Akira Oikawa, Naoyuki Miya, Kozo Kodama, Takashi Umehara, Takeshi Yamazaki, Kei Masaki, Isamu Akiyama, Kozo Matsushita, Nobuyuki Hosogane
Fusion Science and Technology | Volume 41 | Number 3 | May 2002 | Pages 612-616
Device, Facility, and Operation | Proceedings of the Sixth International Conference on Tritium Science and Technology Tsukuba, Japan November 12-16, 2001 | doi.org/10.13182/FST02-A22661
Articles are hosted by Taylor and Francis Online.

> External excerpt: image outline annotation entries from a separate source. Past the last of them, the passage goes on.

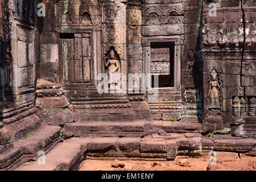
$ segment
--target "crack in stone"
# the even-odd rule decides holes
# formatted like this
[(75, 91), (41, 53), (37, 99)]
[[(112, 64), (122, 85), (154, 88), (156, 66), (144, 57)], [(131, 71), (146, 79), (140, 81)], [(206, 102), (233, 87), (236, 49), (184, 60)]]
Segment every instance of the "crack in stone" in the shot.
[(243, 0), (240, 0), (241, 1), (241, 10), (243, 14), (243, 47), (242, 48), (242, 57), (241, 57), (241, 67), (240, 67), (240, 86), (242, 88), (243, 88), (243, 97), (245, 99), (245, 87), (242, 86), (242, 67), (243, 67), (243, 56), (245, 53), (245, 43), (246, 43), (246, 21), (245, 21), (245, 12), (243, 11)]

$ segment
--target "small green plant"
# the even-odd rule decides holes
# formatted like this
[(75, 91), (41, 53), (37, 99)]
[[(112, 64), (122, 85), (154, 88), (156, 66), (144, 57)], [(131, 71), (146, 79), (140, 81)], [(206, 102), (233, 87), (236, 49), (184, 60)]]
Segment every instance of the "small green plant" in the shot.
[(213, 131), (211, 131), (209, 133), (209, 134), (210, 135), (210, 136), (213, 136), (213, 134), (214, 134), (214, 133)]
[(170, 119), (170, 121), (171, 122), (176, 122), (177, 121), (177, 119), (175, 117), (172, 117)]

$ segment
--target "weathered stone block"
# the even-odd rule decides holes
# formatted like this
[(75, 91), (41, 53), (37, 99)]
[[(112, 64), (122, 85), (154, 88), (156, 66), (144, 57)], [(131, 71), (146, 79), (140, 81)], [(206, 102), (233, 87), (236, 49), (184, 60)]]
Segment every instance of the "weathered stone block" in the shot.
[(33, 85), (33, 67), (18, 68), (18, 87)]
[(181, 24), (143, 26), (141, 31), (143, 36), (180, 35), (183, 33), (183, 24)]

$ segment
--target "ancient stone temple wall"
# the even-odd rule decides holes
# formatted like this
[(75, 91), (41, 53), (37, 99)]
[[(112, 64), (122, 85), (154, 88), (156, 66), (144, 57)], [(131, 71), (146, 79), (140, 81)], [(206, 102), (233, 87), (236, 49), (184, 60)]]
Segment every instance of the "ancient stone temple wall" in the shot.
[(229, 133), (231, 128), (235, 136), (254, 135), (255, 12), (250, 7), (254, 3), (217, 1), (215, 17), (209, 15), (210, 3), (204, 3), (204, 109), (208, 130)]
[(35, 4), (30, 1), (1, 1), (0, 152), (40, 126), (34, 105), (39, 57)]
[(0, 152), (42, 124), (254, 137), (256, 4), (212, 1), (2, 1)]

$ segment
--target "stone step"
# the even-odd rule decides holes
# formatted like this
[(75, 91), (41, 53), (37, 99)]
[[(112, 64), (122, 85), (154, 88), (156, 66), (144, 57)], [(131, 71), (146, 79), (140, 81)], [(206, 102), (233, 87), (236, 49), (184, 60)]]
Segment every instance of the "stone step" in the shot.
[(255, 139), (221, 135), (215, 138), (198, 136), (198, 134), (186, 133), (175, 134), (171, 138), (153, 138), (154, 136), (144, 138), (72, 138), (59, 143), (47, 154), (45, 164), (39, 164), (36, 161), (29, 162), (17, 170), (78, 170), (82, 162), (90, 158), (111, 160), (125, 157), (145, 160), (173, 160), (177, 155), (208, 155), (213, 150), (234, 152), (251, 151), (255, 154), (255, 147), (253, 148), (256, 144)]
[(36, 160), (39, 151), (50, 151), (61, 140), (61, 128), (56, 126), (42, 126), (29, 136), (13, 142), (14, 148), (0, 155), (0, 170), (12, 170), (23, 163)]
[[(59, 143), (45, 155), (45, 164), (37, 161), (23, 164), (17, 171), (78, 170), (91, 138), (73, 138)], [(41, 161), (41, 160), (39, 160)], [(43, 162), (43, 160), (42, 160)]]
[(94, 122), (67, 123), (64, 132), (72, 132), (74, 136), (140, 137), (144, 135), (145, 122)]
[[(87, 157), (132, 157), (173, 159), (178, 149), (187, 154), (201, 155), (201, 139), (101, 137), (72, 138), (59, 143), (45, 156), (45, 164), (37, 162), (25, 163), (17, 171), (78, 170)], [(209, 141), (209, 143), (211, 141)], [(191, 150), (190, 150), (191, 149)]]
[(80, 122), (65, 125), (65, 132), (79, 137), (141, 137), (164, 130), (166, 133), (193, 133), (200, 129), (197, 122), (171, 121)]

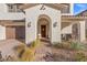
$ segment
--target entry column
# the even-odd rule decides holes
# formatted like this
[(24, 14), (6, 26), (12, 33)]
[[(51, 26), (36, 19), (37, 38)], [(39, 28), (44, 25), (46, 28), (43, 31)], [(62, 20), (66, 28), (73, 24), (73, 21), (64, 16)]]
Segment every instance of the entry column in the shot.
[(86, 40), (86, 30), (85, 30), (85, 21), (80, 21), (80, 31), (79, 31), (79, 34), (80, 34), (80, 42), (85, 41)]

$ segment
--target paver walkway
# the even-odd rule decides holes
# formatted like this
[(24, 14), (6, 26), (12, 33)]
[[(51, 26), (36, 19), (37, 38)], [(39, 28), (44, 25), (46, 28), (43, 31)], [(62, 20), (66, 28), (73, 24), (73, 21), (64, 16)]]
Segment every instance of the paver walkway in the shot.
[(56, 48), (51, 46), (48, 42), (41, 42), (36, 48), (35, 62), (69, 62), (74, 61), (74, 51)]
[(8, 55), (14, 56), (15, 54), (14, 54), (13, 47), (19, 44), (22, 44), (22, 42), (18, 40), (0, 41), (0, 51), (1, 51), (2, 57), (6, 57)]

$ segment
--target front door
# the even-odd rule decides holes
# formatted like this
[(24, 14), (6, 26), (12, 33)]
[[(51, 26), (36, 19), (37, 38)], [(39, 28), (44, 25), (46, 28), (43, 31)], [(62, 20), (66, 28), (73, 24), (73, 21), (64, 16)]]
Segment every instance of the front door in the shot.
[(42, 37), (46, 37), (46, 25), (41, 25), (41, 35)]

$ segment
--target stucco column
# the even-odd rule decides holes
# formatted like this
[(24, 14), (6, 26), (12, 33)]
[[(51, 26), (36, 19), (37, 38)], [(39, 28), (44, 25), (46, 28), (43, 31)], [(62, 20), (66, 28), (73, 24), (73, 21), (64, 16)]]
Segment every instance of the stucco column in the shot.
[(86, 30), (85, 30), (85, 21), (80, 21), (80, 31), (79, 31), (79, 34), (80, 34), (80, 42), (85, 41), (86, 40)]

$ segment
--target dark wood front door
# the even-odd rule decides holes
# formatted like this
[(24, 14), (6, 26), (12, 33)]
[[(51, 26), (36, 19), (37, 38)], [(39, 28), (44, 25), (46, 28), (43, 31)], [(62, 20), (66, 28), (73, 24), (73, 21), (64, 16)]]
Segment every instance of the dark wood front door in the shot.
[(46, 37), (46, 25), (41, 25), (41, 35), (42, 37)]

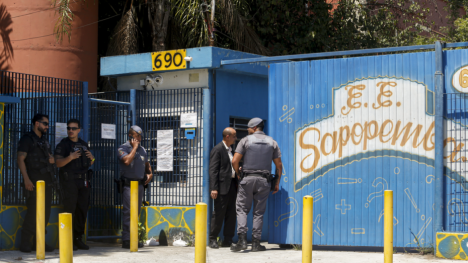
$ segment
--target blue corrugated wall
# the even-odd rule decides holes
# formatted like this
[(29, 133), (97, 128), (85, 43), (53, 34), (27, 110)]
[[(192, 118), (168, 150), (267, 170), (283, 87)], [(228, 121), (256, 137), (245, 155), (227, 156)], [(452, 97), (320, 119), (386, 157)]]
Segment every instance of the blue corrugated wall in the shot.
[(383, 246), (383, 190), (394, 191), (394, 245), (433, 243), (434, 72), (434, 52), (270, 65), (284, 165), (270, 243), (301, 243), (312, 195), (313, 244)]

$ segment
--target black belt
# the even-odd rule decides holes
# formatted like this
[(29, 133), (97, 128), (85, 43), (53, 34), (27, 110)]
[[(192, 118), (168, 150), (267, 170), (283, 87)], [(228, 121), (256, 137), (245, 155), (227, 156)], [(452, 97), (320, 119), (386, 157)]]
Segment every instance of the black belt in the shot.
[(125, 185), (125, 186), (130, 186), (130, 184), (131, 184), (130, 182), (132, 182), (132, 181), (138, 182), (138, 185), (144, 185), (144, 184), (145, 184), (145, 178), (140, 179), (140, 180), (138, 180), (138, 179), (130, 179), (130, 178), (122, 178), (122, 179), (123, 179), (122, 181), (124, 182), (124, 185)]
[(247, 176), (255, 176), (255, 177), (262, 177), (262, 178), (267, 178), (266, 174), (245, 174), (244, 177)]
[(87, 172), (82, 173), (82, 174), (73, 174), (73, 178), (75, 178), (75, 179), (85, 179), (86, 174), (87, 174)]

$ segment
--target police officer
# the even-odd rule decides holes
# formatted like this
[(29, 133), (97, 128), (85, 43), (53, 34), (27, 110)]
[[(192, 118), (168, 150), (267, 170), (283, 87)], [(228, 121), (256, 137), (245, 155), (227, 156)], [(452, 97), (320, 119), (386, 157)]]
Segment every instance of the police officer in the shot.
[(263, 120), (253, 118), (247, 127), (249, 135), (239, 142), (232, 160), (232, 166), (239, 176), (239, 162), (244, 157), (242, 166), (244, 177), (239, 184), (236, 202), (239, 242), (233, 244), (231, 250), (247, 249), (247, 215), (253, 201), (252, 252), (256, 252), (266, 250), (260, 245), (260, 238), (262, 237), (263, 214), (271, 189), (271, 162), (275, 163), (278, 176), (273, 194), (278, 192), (283, 164), (278, 144), (263, 132)]
[[(29, 253), (31, 238), (36, 235), (36, 182), (45, 181), (45, 225), (49, 222), (52, 205), (53, 171), (50, 164), (55, 163), (50, 144), (44, 136), (49, 128), (49, 116), (36, 114), (32, 119), (32, 131), (21, 137), (18, 145), (18, 167), (23, 175), (26, 207), (28, 208), (21, 231), (20, 251)], [(35, 238), (34, 238), (35, 240)], [(45, 251), (52, 252), (54, 247), (45, 244)]]
[(60, 183), (63, 189), (63, 208), (72, 214), (73, 250), (88, 250), (82, 241), (89, 205), (88, 168), (94, 163), (88, 144), (78, 138), (81, 131), (80, 121), (67, 122), (68, 137), (62, 139), (55, 149), (57, 167), (60, 168)]
[[(140, 145), (143, 131), (138, 126), (132, 126), (128, 131), (129, 140), (120, 145), (117, 156), (120, 160), (120, 173), (123, 183), (123, 230), (122, 248), (130, 248), (130, 183), (138, 181), (138, 214), (143, 201), (143, 185), (147, 185), (153, 177), (151, 165), (145, 149)], [(138, 243), (142, 248), (143, 243)]]

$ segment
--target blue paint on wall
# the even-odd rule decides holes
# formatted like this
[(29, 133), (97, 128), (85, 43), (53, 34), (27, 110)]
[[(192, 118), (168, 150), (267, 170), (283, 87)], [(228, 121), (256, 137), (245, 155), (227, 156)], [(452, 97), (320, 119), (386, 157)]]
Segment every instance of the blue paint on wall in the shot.
[[(184, 70), (220, 68), (221, 60), (260, 57), (255, 54), (217, 47), (189, 48), (187, 49), (187, 56), (192, 57), (192, 61), (187, 62), (187, 68)], [(268, 74), (268, 64), (261, 62), (245, 65), (226, 65), (223, 68), (229, 71), (263, 75), (265, 77)], [(152, 71), (151, 53), (101, 58), (101, 76), (124, 76), (143, 73), (154, 73)]]
[[(306, 153), (296, 152), (295, 147), (299, 146), (295, 141), (297, 137), (294, 137), (296, 131), (305, 126), (311, 127), (315, 123), (333, 119), (330, 116), (333, 116), (334, 105), (339, 98), (344, 101), (344, 106), (347, 105), (347, 93), (341, 93), (344, 94), (343, 97), (338, 97), (338, 95), (334, 97), (333, 89), (341, 85), (353, 85), (352, 82), (357, 80), (366, 79), (362, 81), (367, 85), (367, 90), (362, 91), (362, 98), (352, 102), (359, 101), (363, 108), (364, 102), (376, 102), (379, 94), (379, 90), (374, 85), (372, 89), (376, 91), (367, 93), (371, 90), (370, 84), (366, 84), (366, 81), (371, 82), (367, 80), (370, 78), (396, 77), (406, 79), (405, 83), (423, 83), (418, 84), (422, 87), (419, 89), (421, 94), (413, 94), (415, 98), (424, 98), (424, 87), (434, 91), (434, 53), (421, 52), (271, 64), (269, 76), (268, 127), (270, 134), (278, 141), (281, 148), (284, 165), (280, 191), (269, 200), (269, 242), (280, 244), (302, 242), (302, 198), (305, 195), (312, 195), (314, 197), (314, 244), (383, 246), (383, 197), (378, 193), (382, 190), (393, 190), (395, 246), (417, 246), (411, 231), (425, 245), (434, 243), (432, 235), (433, 183), (431, 177), (426, 179), (434, 174), (433, 159), (430, 160), (421, 154), (422, 150), (411, 149), (404, 152), (395, 147), (375, 149), (376, 151), (374, 149), (359, 152), (349, 150), (350, 154), (343, 154), (334, 160), (325, 160), (324, 155), (319, 165), (316, 166), (317, 169), (323, 168), (322, 171), (307, 172), (307, 174), (312, 172), (321, 174), (321, 177), (301, 177), (310, 180), (296, 181), (295, 176), (298, 175), (299, 168), (295, 171), (295, 167), (299, 166), (301, 160), (307, 156)], [(413, 87), (409, 84), (403, 85), (402, 81), (400, 87), (403, 86), (408, 87), (405, 92), (409, 92), (408, 90)], [(350, 87), (347, 90), (349, 91)], [(395, 96), (396, 88), (392, 88), (392, 92)], [(423, 105), (422, 103), (424, 102), (415, 101), (412, 106)], [(369, 109), (366, 111), (367, 115), (350, 114), (347, 119), (337, 118), (336, 125), (330, 123), (330, 126), (324, 126), (320, 136), (323, 138), (326, 133), (333, 134), (333, 131), (339, 131), (340, 127), (345, 125), (352, 126), (358, 122), (364, 125), (365, 122), (374, 119), (383, 121), (389, 118), (393, 120), (401, 118), (407, 122), (409, 116), (411, 118), (431, 116), (426, 111), (420, 112), (419, 108), (413, 115), (411, 109), (414, 107), (409, 104), (404, 106), (408, 107), (404, 108), (408, 109), (407, 116), (390, 117), (390, 114), (388, 116), (377, 114)], [(424, 106), (430, 107), (431, 104), (426, 103)], [(394, 107), (392, 114), (396, 113), (396, 106)], [(427, 128), (430, 123), (423, 123), (423, 125)], [(317, 140), (321, 140), (321, 138), (318, 139), (317, 134), (310, 135), (306, 143), (317, 145)], [(331, 141), (329, 141), (330, 147)], [(350, 140), (346, 147), (355, 146)], [(413, 156), (408, 156), (408, 153)], [(303, 154), (298, 156), (299, 162), (295, 162), (295, 154)], [(307, 165), (310, 166), (312, 163)], [(325, 168), (327, 165), (328, 169)]]

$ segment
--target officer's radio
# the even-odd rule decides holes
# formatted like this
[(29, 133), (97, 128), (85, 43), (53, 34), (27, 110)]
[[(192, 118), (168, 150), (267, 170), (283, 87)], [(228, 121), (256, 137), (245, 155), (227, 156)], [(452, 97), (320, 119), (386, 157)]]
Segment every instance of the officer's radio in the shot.
[(81, 153), (81, 156), (80, 156), (80, 161), (81, 161), (81, 167), (83, 168), (88, 168), (91, 166), (91, 160), (88, 158), (88, 156), (86, 156), (86, 152), (88, 150), (88, 148), (84, 145), (82, 145), (81, 143), (75, 143), (75, 147), (74, 147), (74, 150), (75, 151), (80, 151)]

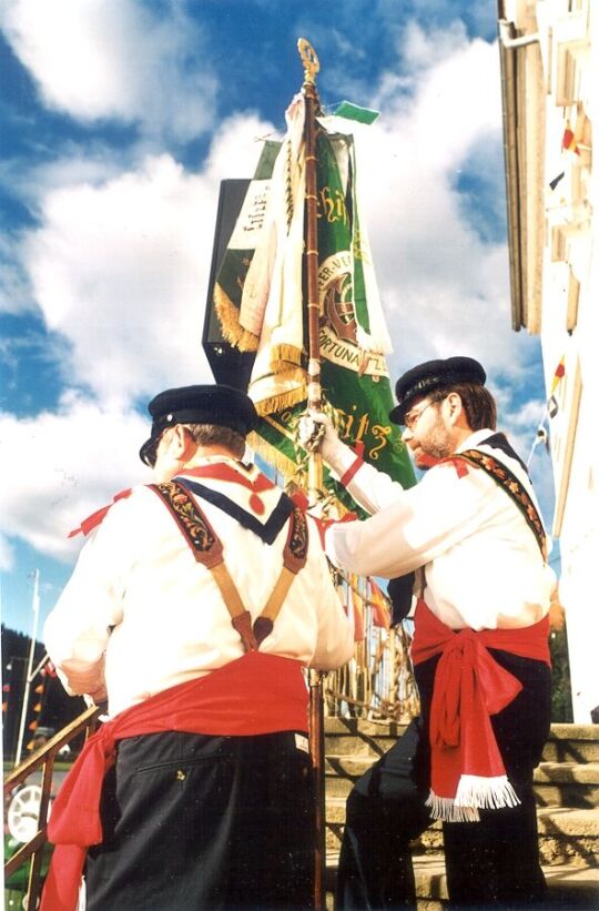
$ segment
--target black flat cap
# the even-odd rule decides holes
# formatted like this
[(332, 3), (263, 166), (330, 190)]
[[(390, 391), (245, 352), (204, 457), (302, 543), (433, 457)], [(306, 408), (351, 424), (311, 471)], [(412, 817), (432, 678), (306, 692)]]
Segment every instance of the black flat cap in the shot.
[(484, 386), (487, 374), (473, 357), (448, 357), (446, 361), (426, 361), (406, 371), (395, 384), (397, 407), (389, 414), (394, 424), (403, 424), (413, 402), (443, 386), (475, 383)]
[(232, 386), (180, 386), (165, 389), (148, 405), (152, 415), (152, 433), (140, 449), (140, 458), (153, 466), (160, 436), (175, 424), (216, 424), (247, 436), (257, 424), (254, 403), (248, 395)]

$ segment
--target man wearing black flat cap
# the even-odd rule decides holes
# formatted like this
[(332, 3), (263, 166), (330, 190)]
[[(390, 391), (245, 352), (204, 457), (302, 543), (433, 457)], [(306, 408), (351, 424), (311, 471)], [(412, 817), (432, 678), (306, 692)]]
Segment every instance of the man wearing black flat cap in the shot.
[(550, 720), (555, 576), (526, 466), (496, 431), (483, 366), (428, 361), (397, 382), (392, 421), (428, 470), (404, 490), (324, 425), (322, 454), (369, 514), (325, 533), (359, 575), (416, 571), (412, 657), (422, 715), (355, 786), (337, 908), (414, 907), (410, 840), (440, 819), (453, 905), (540, 904), (532, 770)]
[(252, 401), (185, 386), (149, 409), (154, 483), (82, 523), (45, 625), (110, 719), (54, 801), (42, 909), (74, 909), (83, 871), (88, 911), (309, 908), (304, 669), (345, 664), (352, 625), (313, 520), (243, 460)]

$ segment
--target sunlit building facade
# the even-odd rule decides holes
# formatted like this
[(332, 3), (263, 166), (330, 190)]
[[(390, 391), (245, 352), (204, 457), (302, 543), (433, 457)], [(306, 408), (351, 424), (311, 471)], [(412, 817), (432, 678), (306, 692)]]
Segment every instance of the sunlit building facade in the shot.
[(511, 318), (539, 334), (575, 721), (599, 705), (597, 0), (499, 0)]

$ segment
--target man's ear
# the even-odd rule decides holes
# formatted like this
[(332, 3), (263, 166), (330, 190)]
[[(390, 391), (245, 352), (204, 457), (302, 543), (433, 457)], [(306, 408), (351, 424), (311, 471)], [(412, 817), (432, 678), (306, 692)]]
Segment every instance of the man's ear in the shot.
[(182, 424), (175, 424), (173, 431), (173, 455), (181, 462), (187, 462), (197, 449), (197, 443)]
[(444, 405), (446, 407), (446, 414), (451, 424), (457, 424), (460, 417), (464, 415), (464, 405), (461, 403), (461, 396), (457, 392), (450, 392), (449, 395), (446, 397)]

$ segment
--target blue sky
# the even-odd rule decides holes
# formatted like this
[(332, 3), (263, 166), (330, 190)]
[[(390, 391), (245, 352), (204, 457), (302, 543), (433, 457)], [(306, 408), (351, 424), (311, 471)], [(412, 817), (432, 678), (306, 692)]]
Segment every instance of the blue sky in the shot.
[[(538, 340), (510, 328), (493, 0), (0, 0), (2, 617), (42, 618), (81, 518), (149, 479), (145, 403), (210, 382), (201, 351), (220, 181), (250, 176), (321, 60), (358, 138), (394, 353), (483, 361), (526, 458)], [(546, 518), (550, 462), (532, 459)]]

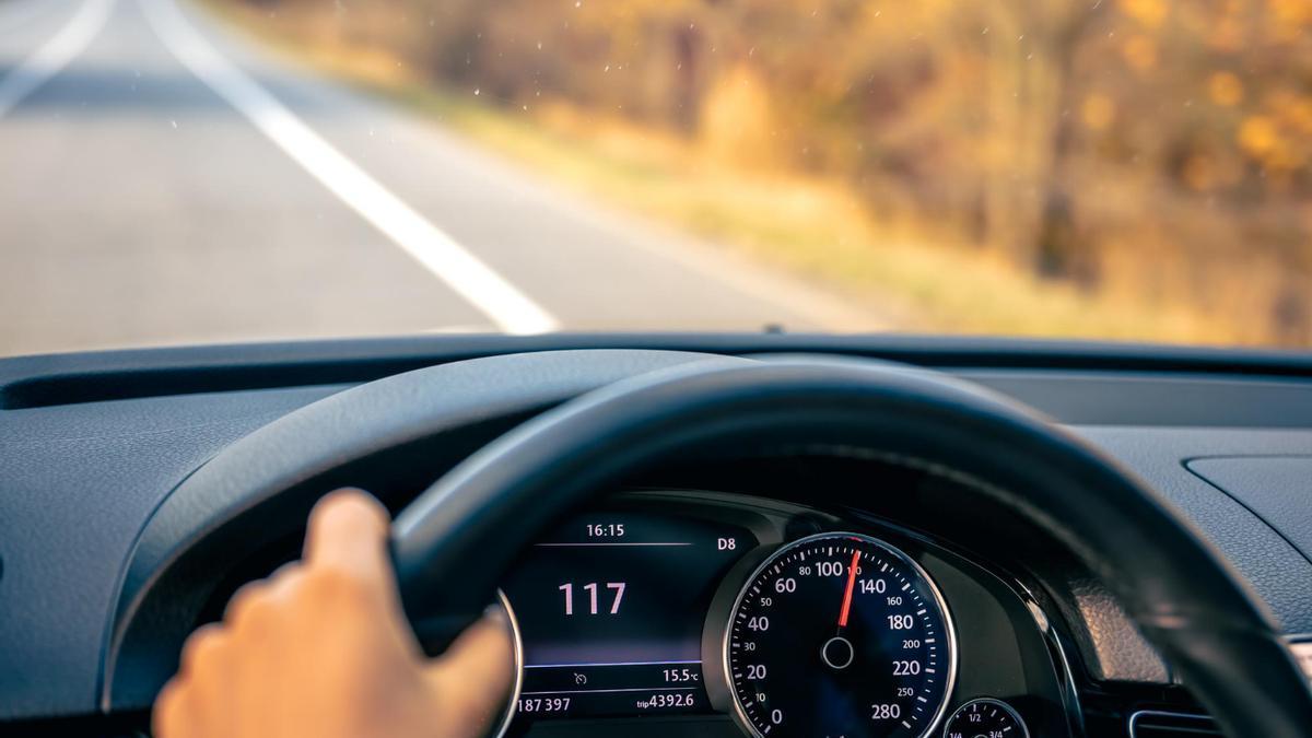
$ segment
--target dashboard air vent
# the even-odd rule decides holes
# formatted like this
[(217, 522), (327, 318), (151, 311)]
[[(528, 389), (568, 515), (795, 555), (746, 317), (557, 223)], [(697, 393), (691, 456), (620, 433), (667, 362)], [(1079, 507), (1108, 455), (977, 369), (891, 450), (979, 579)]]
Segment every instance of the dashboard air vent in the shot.
[(1130, 738), (1220, 738), (1216, 722), (1202, 714), (1139, 710), (1130, 716)]

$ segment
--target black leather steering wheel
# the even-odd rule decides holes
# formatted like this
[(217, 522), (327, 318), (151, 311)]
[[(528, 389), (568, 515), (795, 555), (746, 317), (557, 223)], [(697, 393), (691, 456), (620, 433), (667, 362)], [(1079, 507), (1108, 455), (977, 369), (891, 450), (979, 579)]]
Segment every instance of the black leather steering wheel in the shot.
[(398, 517), (394, 553), (416, 632), (441, 633), (449, 622), (434, 613), (488, 601), (516, 552), (626, 475), (720, 452), (875, 453), (967, 481), (1099, 575), (1228, 735), (1312, 737), (1312, 691), (1273, 619), (1187, 521), (1022, 406), (893, 366), (689, 364), (520, 425)]

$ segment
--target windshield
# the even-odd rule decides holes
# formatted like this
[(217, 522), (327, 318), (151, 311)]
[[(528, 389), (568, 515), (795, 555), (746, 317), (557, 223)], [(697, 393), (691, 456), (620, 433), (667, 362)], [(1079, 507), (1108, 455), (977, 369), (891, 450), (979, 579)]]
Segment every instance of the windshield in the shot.
[(1312, 341), (1308, 0), (0, 0), (0, 355)]

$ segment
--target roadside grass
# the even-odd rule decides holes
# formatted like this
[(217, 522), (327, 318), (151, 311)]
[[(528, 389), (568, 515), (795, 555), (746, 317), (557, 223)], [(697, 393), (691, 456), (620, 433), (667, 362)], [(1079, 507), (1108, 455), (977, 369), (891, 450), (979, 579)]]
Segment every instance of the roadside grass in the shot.
[(489, 100), (482, 91), (442, 89), (384, 50), (344, 43), (314, 30), (306, 18), (226, 0), (205, 5), (295, 62), (409, 108), (601, 202), (840, 294), (899, 330), (1215, 344), (1261, 340), (1237, 319), (1046, 281), (922, 225), (878, 223), (834, 183), (716, 164), (695, 143), (560, 102), (523, 109)]

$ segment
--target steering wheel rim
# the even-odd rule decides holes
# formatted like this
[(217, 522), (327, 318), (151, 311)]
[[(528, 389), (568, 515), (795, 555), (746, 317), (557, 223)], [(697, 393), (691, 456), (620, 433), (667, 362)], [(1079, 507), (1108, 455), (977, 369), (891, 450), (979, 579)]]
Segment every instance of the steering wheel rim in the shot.
[[(691, 364), (520, 425), (398, 516), (394, 555), (416, 632), (445, 637), (449, 613), (476, 612), (520, 549), (635, 470), (745, 448), (876, 452), (968, 479), (1099, 575), (1227, 734), (1312, 737), (1312, 691), (1273, 617), (1190, 523), (1023, 406), (891, 365)], [(442, 586), (457, 567), (463, 601)]]

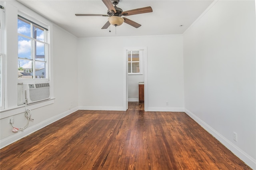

Effluent of tritium in vacuum exhaust in JT-60 through the stack to environment always remains a level below detectable level (<10−5Bq/cm3 at the stack, <10−7Bq/cm3 at the site boundary). Though tritium concentration of drain water is below the limit of regulations of the local agreement and the law, small tritium contamination in the facility drain and in the rain drain of stack appeared occasionally. For a scheduled maintenance work of the in-vessel components, following an annual deuterium plasma discharge campaign, a 4-week no-deuterium (H or He) plasma discharge campaign and the succeeded ventilation by room air allow to reduce tritium on the interior surface of in-vessel components. This cleaning up shots and air introduction allowed workers to enter into the vacuum vessel. Air blow well tends to remove surface tritium elements and would be necessary before disassembly and replacement of components on vacuum pumping lines.